Régis Jauffret fait l’objet d’une assignation de la famille d’Edouard Stern, tué, le 28 février 2005, par Cécile Brossard – qui a été définitivement libérée le 10 novembre 2010.

Il est demandé, sept mois après sa publication, l’interdiction pure et simple de son roman, « Sévère », inspiré par cette affaire, et paru aux Éditions du Seuil le 4 mars 2010.

Or « Sévère » est, sans conteste, un roman. C’est à dire une oeuvre de fiction. C’est à dire un texte qui, même si l’imaginaire se nourrit toujours du réel, n’entend évidemment pas rendre compte de manière factuelle de la réalité.

De nombreux articles, des livres à prétention documentaire, souvent injurieux ou diffamatoires envers la victime, ont été publiés depuis le meurtre sans avoir fait l’objet d’aucune plainte. Et c’est à l’œuvre de fiction, au travail de l’écrivain, qu’est étrangement réservé le douteux privilège de cette attaque et de cet appel à l’interdiction.

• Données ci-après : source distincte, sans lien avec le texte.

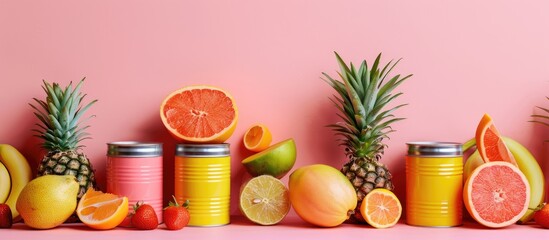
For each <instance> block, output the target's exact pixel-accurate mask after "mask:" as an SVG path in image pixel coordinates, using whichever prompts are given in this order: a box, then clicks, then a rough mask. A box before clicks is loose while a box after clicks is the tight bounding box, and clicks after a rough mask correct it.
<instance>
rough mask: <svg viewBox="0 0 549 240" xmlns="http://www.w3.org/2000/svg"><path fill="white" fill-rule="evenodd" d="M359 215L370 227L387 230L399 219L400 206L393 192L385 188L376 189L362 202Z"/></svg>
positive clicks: (364, 198) (400, 208)
mask: <svg viewBox="0 0 549 240" xmlns="http://www.w3.org/2000/svg"><path fill="white" fill-rule="evenodd" d="M360 213H361V214H362V216H363V217H364V220H366V222H367V223H368V224H370V225H371V226H372V227H375V228H388V227H392V226H394V225H395V224H396V223H397V222H398V220H399V219H400V216H401V215H402V205H401V204H400V201H399V200H398V198H397V196H396V195H395V194H394V193H393V192H391V191H389V190H387V189H385V188H376V189H374V190H372V191H371V192H369V193H368V194H367V195H366V197H365V198H364V200H363V201H362V204H361V205H360Z"/></svg>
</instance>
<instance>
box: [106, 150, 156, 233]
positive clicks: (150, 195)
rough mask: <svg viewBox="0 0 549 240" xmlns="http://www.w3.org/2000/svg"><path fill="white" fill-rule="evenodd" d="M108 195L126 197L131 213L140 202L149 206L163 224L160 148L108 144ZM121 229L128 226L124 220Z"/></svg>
mask: <svg viewBox="0 0 549 240" xmlns="http://www.w3.org/2000/svg"><path fill="white" fill-rule="evenodd" d="M107 145H108V152H107V192H109V193H113V194H116V195H119V196H126V197H128V202H129V210H130V213H131V212H133V206H134V205H135V203H137V202H139V201H143V202H144V203H147V204H149V205H151V206H152V207H153V208H154V210H155V212H156V215H157V216H158V220H159V222H162V207H163V199H162V196H163V195H162V185H163V182H162V179H163V170H162V162H163V161H162V144H161V143H144V142H130V141H127V142H111V143H107ZM121 226H130V222H129V219H126V220H125V221H124V222H123V223H122V224H121Z"/></svg>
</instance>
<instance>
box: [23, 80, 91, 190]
mask: <svg viewBox="0 0 549 240" xmlns="http://www.w3.org/2000/svg"><path fill="white" fill-rule="evenodd" d="M84 79H85V78H84ZM84 79H82V80H81V81H80V82H79V83H78V84H77V85H76V86H75V87H74V88H73V87H72V82H71V83H70V84H69V86H67V87H66V88H65V89H62V88H61V87H60V86H59V84H57V83H53V85H52V84H50V83H48V82H46V81H43V82H44V86H43V87H42V88H43V89H44V91H45V92H46V94H47V97H46V101H43V100H39V99H36V98H34V100H35V101H36V103H38V104H37V105H33V104H30V105H31V107H32V108H33V109H34V110H35V112H34V115H36V117H37V118H38V119H39V120H40V123H39V124H37V126H38V128H37V129H34V130H33V131H35V132H36V133H38V134H36V135H35V136H37V137H39V138H42V139H43V140H44V142H43V144H42V147H43V148H44V149H45V150H47V151H48V153H47V154H46V156H44V158H43V159H42V162H41V163H40V166H39V168H38V176H42V175H49V174H55V175H73V176H75V177H76V179H77V181H78V183H79V185H80V189H79V192H78V200H80V198H81V197H82V195H84V193H85V192H86V191H87V189H88V188H90V187H91V188H94V187H95V176H94V169H93V168H92V166H91V162H90V161H89V159H88V158H87V157H86V155H84V154H83V153H80V152H79V151H78V149H80V148H81V147H82V146H81V145H79V144H80V142H81V141H82V140H84V139H87V138H89V137H86V136H87V135H88V134H87V133H86V132H84V130H85V129H87V128H88V127H89V126H85V127H80V126H78V123H79V120H80V118H81V117H82V115H84V113H85V112H86V110H88V108H89V107H90V106H91V105H92V104H94V103H95V102H97V100H93V101H91V102H90V103H88V104H87V105H86V106H84V107H82V106H81V104H82V100H83V99H84V97H85V96H86V95H85V94H84V95H83V94H82V93H80V87H81V84H82V83H83V82H84ZM40 108H41V109H40Z"/></svg>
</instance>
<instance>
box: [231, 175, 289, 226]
mask: <svg viewBox="0 0 549 240" xmlns="http://www.w3.org/2000/svg"><path fill="white" fill-rule="evenodd" d="M290 206H291V205H290V199H289V192H288V189H287V188H286V186H284V183H282V182H281V181H280V180H278V179H277V178H275V177H272V176H269V175H262V176H259V177H254V178H252V179H250V180H249V181H247V182H246V183H244V184H243V185H242V188H241V190H240V210H241V211H242V213H243V214H244V216H246V217H247V218H248V219H250V220H251V221H252V222H255V223H257V224H261V225H273V224H277V223H278V222H280V221H282V219H284V217H285V216H286V214H288V212H289V211H290Z"/></svg>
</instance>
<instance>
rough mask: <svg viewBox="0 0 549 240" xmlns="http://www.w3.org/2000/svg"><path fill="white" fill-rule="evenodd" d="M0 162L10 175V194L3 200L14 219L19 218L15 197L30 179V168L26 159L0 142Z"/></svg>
mask: <svg viewBox="0 0 549 240" xmlns="http://www.w3.org/2000/svg"><path fill="white" fill-rule="evenodd" d="M0 162H2V163H3V164H4V166H6V168H7V169H8V172H9V173H10V177H11V190H10V196H9V197H8V199H7V201H6V202H5V203H6V204H8V205H9V206H10V208H11V212H12V218H13V220H14V221H17V220H19V212H18V211H17V209H16V208H15V203H16V202H17V198H18V197H19V194H20V193H21V190H23V187H25V185H27V183H28V182H29V181H30V180H31V177H32V176H31V175H32V172H31V169H30V166H29V163H28V162H27V159H25V157H24V156H23V155H22V154H21V153H20V152H19V151H17V149H15V148H14V147H13V146H11V145H9V144H0Z"/></svg>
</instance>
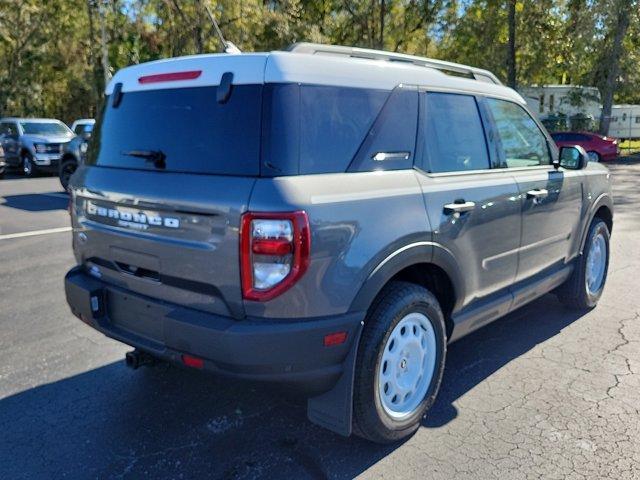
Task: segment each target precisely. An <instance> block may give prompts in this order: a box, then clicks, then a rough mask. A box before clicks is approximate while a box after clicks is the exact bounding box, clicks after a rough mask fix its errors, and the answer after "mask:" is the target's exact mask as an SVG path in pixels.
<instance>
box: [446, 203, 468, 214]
mask: <svg viewBox="0 0 640 480" xmlns="http://www.w3.org/2000/svg"><path fill="white" fill-rule="evenodd" d="M474 208H476V204H475V202H453V203H447V204H446V205H445V206H444V212H445V213H464V212H470V211H471V210H473V209H474Z"/></svg>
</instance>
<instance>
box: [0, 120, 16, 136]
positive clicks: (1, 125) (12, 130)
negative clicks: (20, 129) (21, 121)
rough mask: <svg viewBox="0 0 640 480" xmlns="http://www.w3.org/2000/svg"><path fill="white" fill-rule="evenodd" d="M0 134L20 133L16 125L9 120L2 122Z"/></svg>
mask: <svg viewBox="0 0 640 480" xmlns="http://www.w3.org/2000/svg"><path fill="white" fill-rule="evenodd" d="M0 135H18V130H17V129H16V126H15V125H14V124H12V123H9V122H2V123H0Z"/></svg>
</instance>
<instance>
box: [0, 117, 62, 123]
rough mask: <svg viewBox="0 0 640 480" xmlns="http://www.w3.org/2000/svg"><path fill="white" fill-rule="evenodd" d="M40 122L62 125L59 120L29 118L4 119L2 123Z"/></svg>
mask: <svg viewBox="0 0 640 480" xmlns="http://www.w3.org/2000/svg"><path fill="white" fill-rule="evenodd" d="M6 121H9V122H38V123H62V122H61V121H60V120H58V119H57V118H28V117H3V118H0V122H6Z"/></svg>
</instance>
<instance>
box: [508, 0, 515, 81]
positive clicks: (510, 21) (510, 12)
mask: <svg viewBox="0 0 640 480" xmlns="http://www.w3.org/2000/svg"><path fill="white" fill-rule="evenodd" d="M507 6H508V9H509V11H508V19H507V22H508V24H509V45H508V49H507V84H508V85H509V86H510V87H511V88H516V0H509V3H508V5H507Z"/></svg>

Si cet appel était entendu, si le Tribunal décidait, comme on le lui demande, de sanctionner Jauffret et son roman, s’il refusait à cet artiste l’élémentaire liberté sans laquelle il n’y a plus d’art, le livre disparaîtrait des librairies comme des bibliothèques; un acte de censure en bonne et due forme ruinerait l’œuvre d’un auteur comme elle le faisait à une époque que nous pensions, dans les pays démocratiques au moins, à jamais révolue; un précédent se créerait, auquel nous ne nous résignons pas et qui rappelerait le temps où l’on voulait brûler – pour ne parler que des plus grands – les livres de Jean Genet ou de Pierre Guyotat.

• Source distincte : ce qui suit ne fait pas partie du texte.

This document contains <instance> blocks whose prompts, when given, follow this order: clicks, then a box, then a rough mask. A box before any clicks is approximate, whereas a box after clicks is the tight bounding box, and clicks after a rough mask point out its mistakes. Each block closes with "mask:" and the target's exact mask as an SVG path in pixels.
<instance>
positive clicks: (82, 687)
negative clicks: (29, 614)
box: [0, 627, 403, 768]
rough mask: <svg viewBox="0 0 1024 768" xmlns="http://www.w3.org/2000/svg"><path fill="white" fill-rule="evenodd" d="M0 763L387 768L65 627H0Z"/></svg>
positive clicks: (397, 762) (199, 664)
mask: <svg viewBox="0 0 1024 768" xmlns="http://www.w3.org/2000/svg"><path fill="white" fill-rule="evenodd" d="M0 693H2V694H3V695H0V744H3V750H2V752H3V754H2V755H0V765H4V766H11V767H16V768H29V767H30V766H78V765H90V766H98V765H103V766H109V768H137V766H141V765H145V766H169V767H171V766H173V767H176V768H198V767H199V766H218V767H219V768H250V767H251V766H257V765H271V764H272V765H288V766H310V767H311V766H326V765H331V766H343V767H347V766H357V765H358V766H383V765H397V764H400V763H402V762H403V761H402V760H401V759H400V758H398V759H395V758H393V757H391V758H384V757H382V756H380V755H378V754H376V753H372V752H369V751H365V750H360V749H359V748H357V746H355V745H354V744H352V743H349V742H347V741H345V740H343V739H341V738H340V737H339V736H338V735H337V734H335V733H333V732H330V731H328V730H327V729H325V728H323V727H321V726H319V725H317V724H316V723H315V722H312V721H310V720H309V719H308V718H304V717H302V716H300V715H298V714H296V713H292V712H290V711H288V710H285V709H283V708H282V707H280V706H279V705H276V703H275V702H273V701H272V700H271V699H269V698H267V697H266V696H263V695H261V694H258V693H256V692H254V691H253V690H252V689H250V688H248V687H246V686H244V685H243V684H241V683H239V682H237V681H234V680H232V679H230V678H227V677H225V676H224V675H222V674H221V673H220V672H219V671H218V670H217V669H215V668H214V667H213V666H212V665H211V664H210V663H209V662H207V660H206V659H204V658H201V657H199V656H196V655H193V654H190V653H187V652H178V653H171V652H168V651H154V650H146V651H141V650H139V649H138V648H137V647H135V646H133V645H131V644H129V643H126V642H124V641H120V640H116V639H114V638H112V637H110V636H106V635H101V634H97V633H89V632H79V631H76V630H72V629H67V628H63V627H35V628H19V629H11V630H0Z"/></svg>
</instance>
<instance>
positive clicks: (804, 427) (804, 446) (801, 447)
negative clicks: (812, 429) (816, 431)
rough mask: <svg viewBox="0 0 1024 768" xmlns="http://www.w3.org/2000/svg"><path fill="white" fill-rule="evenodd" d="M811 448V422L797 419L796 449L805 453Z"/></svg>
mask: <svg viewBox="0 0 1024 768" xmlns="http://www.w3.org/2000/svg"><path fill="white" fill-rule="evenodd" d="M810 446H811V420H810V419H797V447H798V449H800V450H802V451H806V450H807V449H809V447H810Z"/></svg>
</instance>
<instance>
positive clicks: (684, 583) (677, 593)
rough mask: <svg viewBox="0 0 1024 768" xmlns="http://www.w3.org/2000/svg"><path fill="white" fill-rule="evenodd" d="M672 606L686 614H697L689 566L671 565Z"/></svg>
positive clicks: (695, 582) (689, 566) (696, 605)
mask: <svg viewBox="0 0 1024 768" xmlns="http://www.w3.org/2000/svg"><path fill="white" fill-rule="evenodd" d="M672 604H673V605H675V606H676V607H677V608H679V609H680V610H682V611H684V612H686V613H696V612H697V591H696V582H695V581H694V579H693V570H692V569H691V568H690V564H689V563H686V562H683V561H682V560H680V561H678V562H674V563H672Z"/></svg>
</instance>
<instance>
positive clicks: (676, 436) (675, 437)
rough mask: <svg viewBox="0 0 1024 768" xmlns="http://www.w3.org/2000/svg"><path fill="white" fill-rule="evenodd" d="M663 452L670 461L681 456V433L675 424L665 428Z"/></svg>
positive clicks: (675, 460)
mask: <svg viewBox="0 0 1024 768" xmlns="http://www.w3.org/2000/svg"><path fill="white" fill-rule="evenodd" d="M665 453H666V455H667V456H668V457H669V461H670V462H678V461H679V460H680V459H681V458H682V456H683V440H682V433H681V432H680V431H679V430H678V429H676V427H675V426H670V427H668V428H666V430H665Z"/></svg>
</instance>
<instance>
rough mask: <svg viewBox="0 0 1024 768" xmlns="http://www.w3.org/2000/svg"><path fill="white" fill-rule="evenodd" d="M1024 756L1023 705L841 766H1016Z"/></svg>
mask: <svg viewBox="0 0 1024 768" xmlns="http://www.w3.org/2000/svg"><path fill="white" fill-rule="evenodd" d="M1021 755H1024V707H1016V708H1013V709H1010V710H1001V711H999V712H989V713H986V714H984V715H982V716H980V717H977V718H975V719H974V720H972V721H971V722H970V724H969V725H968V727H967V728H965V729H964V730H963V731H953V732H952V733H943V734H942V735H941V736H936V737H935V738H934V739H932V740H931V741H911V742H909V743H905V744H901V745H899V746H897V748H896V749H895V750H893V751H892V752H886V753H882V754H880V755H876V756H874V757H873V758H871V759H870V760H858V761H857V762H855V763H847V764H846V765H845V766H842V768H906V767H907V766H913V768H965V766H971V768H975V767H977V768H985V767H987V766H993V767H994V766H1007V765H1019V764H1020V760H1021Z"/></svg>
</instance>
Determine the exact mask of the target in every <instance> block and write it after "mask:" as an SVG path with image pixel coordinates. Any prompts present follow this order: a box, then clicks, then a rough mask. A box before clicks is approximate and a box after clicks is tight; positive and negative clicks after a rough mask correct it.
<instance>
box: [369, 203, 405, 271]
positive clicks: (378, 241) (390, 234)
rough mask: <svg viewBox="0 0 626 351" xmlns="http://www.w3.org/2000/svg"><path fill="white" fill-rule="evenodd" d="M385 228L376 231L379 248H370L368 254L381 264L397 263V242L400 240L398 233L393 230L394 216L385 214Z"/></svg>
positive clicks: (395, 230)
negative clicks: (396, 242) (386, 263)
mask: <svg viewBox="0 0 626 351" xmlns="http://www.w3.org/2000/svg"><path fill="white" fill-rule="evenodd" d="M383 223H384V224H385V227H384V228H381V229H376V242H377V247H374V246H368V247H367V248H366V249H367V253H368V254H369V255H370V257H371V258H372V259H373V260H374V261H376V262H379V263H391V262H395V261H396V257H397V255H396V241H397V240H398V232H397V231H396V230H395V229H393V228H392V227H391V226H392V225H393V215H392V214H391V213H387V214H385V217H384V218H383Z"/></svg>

C’est pourquoi nous nous adressons, ici, à celles et ceux qui ont introduit cette plainte. Nous leur demandons solennellement de revenir sur une décision si évidemment attentatoire à cette liberté de créer à laquelle ils ne peuvent pas ne pas être, eux aussi, attachés. Nous leur demandons de renoncer à une initiative judiciaire qui constituerait un navrant et terrible précédent.

En demandant l’interdiction du roman, on ne répare pas le crime, on en commet un autre – contre l’esprit, celui-là.

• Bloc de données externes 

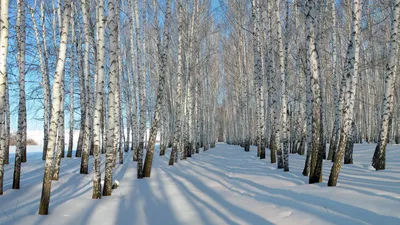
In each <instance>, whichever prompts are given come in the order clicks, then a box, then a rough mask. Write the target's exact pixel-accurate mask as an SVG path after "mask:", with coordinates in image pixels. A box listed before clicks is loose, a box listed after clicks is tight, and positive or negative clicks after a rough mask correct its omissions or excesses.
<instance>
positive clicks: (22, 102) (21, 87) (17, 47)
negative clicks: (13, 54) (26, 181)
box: [13, 0, 26, 189]
mask: <svg viewBox="0 0 400 225" xmlns="http://www.w3.org/2000/svg"><path fill="white" fill-rule="evenodd" d="M17 5H18V10H17V48H18V53H17V60H18V72H19V105H18V131H17V146H16V151H15V163H14V179H13V189H19V184H20V176H21V153H22V152H23V151H24V149H25V151H26V102H25V36H26V32H25V1H24V0H18V1H17Z"/></svg>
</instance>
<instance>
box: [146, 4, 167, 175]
mask: <svg viewBox="0 0 400 225" xmlns="http://www.w3.org/2000/svg"><path fill="white" fill-rule="evenodd" d="M170 4H171V0H167V3H166V12H165V24H164V35H163V37H164V40H163V47H162V51H161V72H160V75H159V80H158V82H159V84H158V90H157V103H156V108H155V112H154V119H153V126H152V127H151V130H150V138H149V145H148V150H147V153H146V159H145V163H144V169H143V176H144V177H150V174H151V166H152V163H153V155H154V147H155V141H156V137H157V130H158V123H159V120H160V113H161V108H162V104H163V98H164V86H165V76H166V75H167V62H168V46H169V26H170V17H171V9H170ZM155 16H157V15H155Z"/></svg>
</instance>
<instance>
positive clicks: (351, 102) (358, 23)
mask: <svg viewBox="0 0 400 225" xmlns="http://www.w3.org/2000/svg"><path fill="white" fill-rule="evenodd" d="M361 5H362V0H354V1H353V8H352V13H351V15H352V29H351V36H350V41H349V44H348V46H347V56H346V58H347V61H346V63H345V69H344V70H345V74H344V75H345V76H346V77H345V81H346V85H345V87H344V88H345V90H346V92H345V93H346V94H345V96H344V100H345V105H344V107H343V109H342V127H341V128H340V129H341V130H340V139H339V146H338V150H337V153H336V154H335V162H334V163H333V165H332V168H331V173H330V175H329V181H328V186H336V184H337V179H338V176H339V171H340V168H341V165H342V160H343V155H344V151H345V148H346V144H347V139H348V136H349V132H350V129H351V124H352V122H353V112H354V100H355V92H356V87H357V82H358V75H359V74H358V73H359V72H358V71H359V58H360V55H359V54H360V32H361V24H360V21H361V9H362V7H361Z"/></svg>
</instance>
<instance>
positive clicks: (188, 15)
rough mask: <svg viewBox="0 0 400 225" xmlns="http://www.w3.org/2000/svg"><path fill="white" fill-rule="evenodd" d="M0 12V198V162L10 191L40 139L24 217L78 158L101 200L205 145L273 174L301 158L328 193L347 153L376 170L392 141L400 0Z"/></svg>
mask: <svg viewBox="0 0 400 225" xmlns="http://www.w3.org/2000/svg"><path fill="white" fill-rule="evenodd" d="M14 2H15V3H16V4H14ZM14 2H13V4H11V3H10V4H9V1H8V0H1V1H0V7H1V8H0V27H1V29H0V195H1V194H3V181H4V179H5V178H4V174H5V173H4V171H5V169H4V168H5V166H7V164H9V162H8V161H9V158H10V156H12V157H14V158H13V160H14V162H15V163H14V164H12V167H13V170H14V173H13V184H12V188H13V189H23V183H21V182H20V180H21V176H22V175H24V171H23V170H22V169H21V168H23V164H22V163H24V162H27V161H28V162H29V160H30V158H29V153H30V152H29V149H30V147H29V143H28V142H29V141H28V140H29V138H33V137H30V132H31V131H32V133H33V131H35V130H36V129H39V132H37V133H34V135H37V134H39V133H40V135H39V138H38V139H40V141H39V143H37V144H38V145H39V146H40V154H41V159H43V165H44V177H43V186H42V195H41V199H40V208H39V214H48V213H49V206H50V196H51V185H52V182H58V181H59V182H63V179H65V173H64V171H63V169H64V166H63V165H65V164H66V162H70V160H75V159H77V158H78V160H79V162H80V168H79V174H78V175H79V176H80V177H82V179H86V180H90V181H91V184H92V187H93V189H92V198H93V199H101V198H102V196H110V195H113V194H114V192H113V189H115V188H117V186H118V179H119V178H120V176H121V175H120V171H121V170H120V168H121V167H122V164H124V165H126V164H128V165H129V166H128V167H126V168H127V169H129V170H134V171H135V173H136V177H135V178H133V177H132V179H142V178H146V179H151V178H150V177H151V176H152V175H153V174H154V172H153V173H152V169H153V171H154V166H153V163H154V161H156V160H158V159H162V160H164V161H162V162H163V163H165V165H166V164H168V165H169V166H171V167H173V166H174V165H176V164H177V163H180V162H181V160H187V161H188V163H190V162H192V161H193V162H194V161H196V160H197V159H198V154H207V153H204V151H209V150H210V151H212V150H213V148H214V147H216V145H217V142H226V143H227V144H230V145H238V146H240V147H241V148H242V149H243V151H244V152H246V153H243V154H249V155H250V154H253V155H254V156H252V157H254V160H263V161H262V162H263V163H264V164H262V165H263V166H265V164H267V165H269V164H271V165H270V166H271V168H277V169H278V170H279V171H280V169H282V171H284V172H287V173H285V174H290V173H298V170H296V169H299V168H295V167H294V166H293V164H292V162H293V160H300V159H301V164H302V165H304V168H303V166H301V168H300V173H301V171H302V175H303V176H305V177H306V178H307V179H308V182H309V183H310V184H313V183H320V182H323V181H327V185H328V186H336V185H338V183H340V177H339V173H340V172H341V168H342V167H345V168H346V169H348V168H350V167H348V165H342V164H353V163H355V162H357V160H358V159H357V156H358V155H359V154H361V152H359V151H357V147H358V146H360V145H361V144H371V143H372V144H374V147H375V152H374V154H373V155H372V154H371V156H370V157H371V158H372V161H371V165H372V167H373V168H374V169H375V170H385V169H386V168H388V166H389V165H390V163H391V162H389V161H387V159H388V158H389V157H390V154H391V152H388V151H386V149H387V146H390V145H391V144H394V143H396V144H399V143H400V106H399V102H400V92H399V91H398V90H397V89H398V88H397V87H398V85H399V83H400V78H399V76H397V72H398V63H399V57H398V56H399V45H398V42H399V35H398V31H399V30H398V29H399V26H400V24H399V19H400V18H399V17H400V0H390V1H383V2H382V1H376V0H372V1H362V0H340V1H334V0H329V1H322V0H305V1H300V0H293V1H289V0H285V1H278V0H276V1H275V0H274V1H261V0H251V1H242V0H221V1H218V4H219V5H218V7H217V6H215V4H216V1H213V0H187V1H183V0H164V1H159V0H126V1H124V0H109V1H104V0H98V1H89V0H80V1H70V0H64V1H58V0H57V1H56V0H54V1H53V0H51V1H50V0H32V1H26V0H17V1H14ZM9 12H10V13H9ZM36 124H39V125H37V126H36ZM42 134H43V136H42ZM34 135H31V136H34ZM35 138H36V137H35ZM14 139H15V141H14V142H15V143H14V142H13V140H14ZM14 150H15V154H14V152H13V151H14ZM65 151H67V153H66V157H65V158H64V154H65ZM9 152H10V155H9ZM294 154H298V155H299V156H294ZM363 154H364V153H363ZM157 157H158V158H157ZM226 157H227V159H228V158H229V155H227V156H226ZM255 157H257V158H255ZM325 159H326V160H325ZM11 162H13V161H11ZM243 163H245V162H243ZM182 164H185V165H186V162H185V163H182ZM260 165H261V164H260ZM326 166H328V167H329V168H330V171H329V170H328V171H327V170H326ZM324 167H325V169H323V168H324ZM6 168H8V167H6ZM175 169H176V171H178V170H181V167H177V168H175ZM175 169H174V170H171V171H169V172H171V173H172V172H174V171H175ZM278 170H277V171H278ZM103 171H104V176H102V172H103ZM116 171H118V172H116ZM289 171H290V172H289ZM294 171H296V172H294ZM345 171H346V170H343V171H342V172H341V173H345ZM182 172H183V171H182ZM186 172H187V171H185V173H186ZM249 173H251V172H249ZM297 175H298V174H296V176H297ZM323 175H324V176H323ZM327 175H329V178H327ZM300 176H301V175H300ZM102 179H104V180H103V181H102ZM143 182H146V181H145V180H144V181H143Z"/></svg>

Christine Angot, Frédéric Beigbeder, Marie Darrieussecq, Virginie Despentes, Philippe Djian, Michel Houellebecq, Bernard-Henri Lévy, Jonathan Littell, Yann Moix, Philippe Sollers.

9 Commentaires

  1. Le bon sens serait de défendre la liberté des écrivain.
    Dommage qu’il ait besoin de pétition pour ça!

  2. Non à l’interdiction d’un roman en toute impunité, oui mille fois oui à l’expression de la fiction en toute liberté et à l’interprétation de la réalité par un grand et si bon romancier.

  3. au nom de la liberté de la création et de la fiction, je signe cette pétition de soutien à Régis Jauffret

  4. Solidaire avec la liberté…d’expression !!! ( et non, comme c’est de mode, de prôner la liberté de sonner l’hallali envers quiconque voire de « libérer » la parole de quelques négationnistes…).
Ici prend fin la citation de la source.